My recent detour through Norwegian Black Metal has finally yielded results in terms of You Tube's suggested videos on my home page.  After wading through numerous Mayhem, Immortal and Black Satans (amongst others) videos, I now have a healthy number of Black Metal videos turning up there, (although, for some reason it also turns up a Paul Weller video - about as far from Black Metal as you can get, even if he whines a lot during his songs - and some Judas Priest - who are just pussies in the metal stakes when compared to say, Mayhem).  Which makes a nice change for all that random stuff - Guinea Pigs and birds, etc - which recently kept turning up for no discernible reason.  The Black Metal is especially welcome as an alternative to all the right wing 'news' sites whose videos have been appearing near the bottom of my You Tube home page of late, (although, to be fair, there has always been a neo-Nazi element to the Norwegian Black Metal scene).  I really don't understand their presence - I just don't look at any other stuff which might be construed as showing an interest in their shit.  Then again, for a while You Tube persisted in trying to get me to subscribe to Arsenal related channels - despite the fact that I never watch football videos on YouTube and I'm a Spurs supporter.  

But back to the Norwegian Black Metal.  Why? I hear you ask.  Well, why not?  Any musical genre which expresses a contempt for organised religion and moves some of its fans to burn down churches immediately has an appeal to me.  Plus, the people who perform it don't seem the usual poseurs you find on the music scene: they seem not just to believe the shit they sing about, but they live it too.  I mean, let's not forget that Mayhem's original vocalist, 'Dead', blew his brains out with a shotgun.  OK, I know what you are thinking, so what?  That isn't unique to Black Metal.  Didn't Kurt Cobain do the same thing?  Yeah, sure he did - but did Courteney Love then gather up some of the skull fragments and make them into necklaces?  Because that's what Mayhem's guitarist did.  Oh, and I bet that Cobain didn't leave a note apologising for the mess and for discharging a firearm in the house?  You see, you can't make this stuff up.  But it gets better - a while later the bass player stabbed the aforementioned guitarist to death in a contract dispute.  (He served time for the murder, burning down two churches and possession of illegal explosives).

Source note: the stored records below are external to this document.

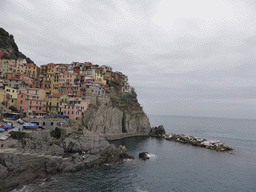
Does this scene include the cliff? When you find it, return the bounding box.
[0,28,34,63]
[82,86,150,140]
[0,127,134,191]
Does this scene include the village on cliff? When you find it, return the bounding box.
[0,53,133,120]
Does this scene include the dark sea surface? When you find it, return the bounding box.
[22,115,256,192]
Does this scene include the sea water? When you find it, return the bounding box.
[22,116,256,192]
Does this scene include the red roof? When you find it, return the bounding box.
[9,77,21,81]
[49,93,65,97]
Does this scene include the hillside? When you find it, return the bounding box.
[0,28,34,63]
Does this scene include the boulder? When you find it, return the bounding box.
[139,152,150,160]
[150,125,166,136]
[101,144,134,163]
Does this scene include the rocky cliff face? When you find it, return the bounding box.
[82,87,150,136]
[0,28,34,63]
[0,127,134,191]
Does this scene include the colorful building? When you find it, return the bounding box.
[17,88,47,116]
[48,93,69,114]
[61,97,90,120]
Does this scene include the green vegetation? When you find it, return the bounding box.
[0,28,34,63]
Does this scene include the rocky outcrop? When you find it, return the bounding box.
[0,127,134,191]
[139,152,150,160]
[83,105,150,135]
[149,125,166,137]
[0,28,34,63]
[162,133,233,152]
[62,129,109,155]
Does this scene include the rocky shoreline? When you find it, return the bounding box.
[0,128,134,191]
[150,125,234,152]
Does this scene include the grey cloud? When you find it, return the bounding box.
[0,0,256,118]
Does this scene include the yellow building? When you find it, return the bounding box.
[24,64,39,79]
[0,89,6,103]
[48,94,69,114]
[1,59,16,75]
[13,59,27,74]
[94,69,107,85]
[5,86,18,108]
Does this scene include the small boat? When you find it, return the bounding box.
[22,123,38,129]
[1,125,9,131]
[17,119,24,124]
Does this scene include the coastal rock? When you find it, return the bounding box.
[83,105,150,135]
[101,144,134,163]
[150,125,166,137]
[139,152,150,160]
[0,164,8,179]
[162,133,233,152]
[62,130,109,154]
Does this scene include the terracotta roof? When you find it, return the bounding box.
[9,77,21,81]
[49,93,65,97]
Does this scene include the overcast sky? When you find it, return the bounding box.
[0,0,256,118]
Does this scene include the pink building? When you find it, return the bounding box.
[22,76,33,87]
[17,88,47,116]
[56,64,68,73]
[62,97,90,120]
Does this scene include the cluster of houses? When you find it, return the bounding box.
[0,59,132,120]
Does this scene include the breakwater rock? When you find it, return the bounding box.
[139,152,150,160]
[0,128,134,191]
[149,125,166,137]
[162,133,233,152]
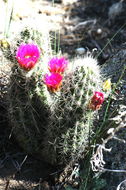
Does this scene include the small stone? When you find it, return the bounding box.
[75,47,86,55]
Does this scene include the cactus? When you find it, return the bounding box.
[43,56,102,164]
[8,28,52,154]
[8,24,102,164]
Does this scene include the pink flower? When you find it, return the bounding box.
[48,57,68,73]
[89,91,104,110]
[45,73,62,92]
[16,44,40,71]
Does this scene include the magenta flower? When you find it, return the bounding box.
[16,44,40,71]
[89,91,104,110]
[48,57,68,73]
[44,73,62,92]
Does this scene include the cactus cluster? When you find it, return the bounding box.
[8,26,103,164]
[44,56,102,163]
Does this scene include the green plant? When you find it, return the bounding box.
[43,56,102,163]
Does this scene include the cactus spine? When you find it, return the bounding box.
[43,56,101,163]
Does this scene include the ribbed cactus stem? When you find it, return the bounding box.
[41,57,102,163]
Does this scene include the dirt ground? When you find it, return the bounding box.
[0,0,126,190]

Norwegian Black Metal is probably the most brutal and extreme form of music ever devised by man - lots of guys in corpse make up running around forests screaming and growling while drums and guitars thrash in the background, (sometimes, just for variety, they run along mountain tops with their guitars).  It is, I suppose, the musical equivalent of those bottom-of-the-barrel schlock movies I watch.  I can't deny that listening to it can be a bit of an endurance test.  But, you know, while I was going through my recent experience of extreme back pain, all that was brutal and extreme appealed to me.  Besides, at base, Norwegian Black Metal is really a an agonised scream of existential angst.  Its rejection of all that is mundane, ordinary and established appeals to someone who has finally, after years of unhappiness, parted company with an employer that spent those years crushing the life and ambitions from its employees.  Trust me, that was an experience that would drive anyone to embrace nihilism.  But hey, as Matthias Backward of Witch Taint observed, 'no man can go through life being grim and extreme - just try applying for a mortgage and you'll see what I mean'.  (Yes, I know that Witch Taint are a parody of a Norwegian Black Metal band, but coming across their videos was what got me interested in the real thing in the first place).  So, my dalliance with Black Metal - the climax of which coincided with the past weekend being spent in a state of physical exhaustion, apparently in reaction to my second Covid jab - is now winding down.  Although I'll still enjoy seeing those Mayhem and Immortal videos sitting shoulder to shoulder with model railway videos, schlock movie trailers and PG Wodehouse readings on my You Tube home page.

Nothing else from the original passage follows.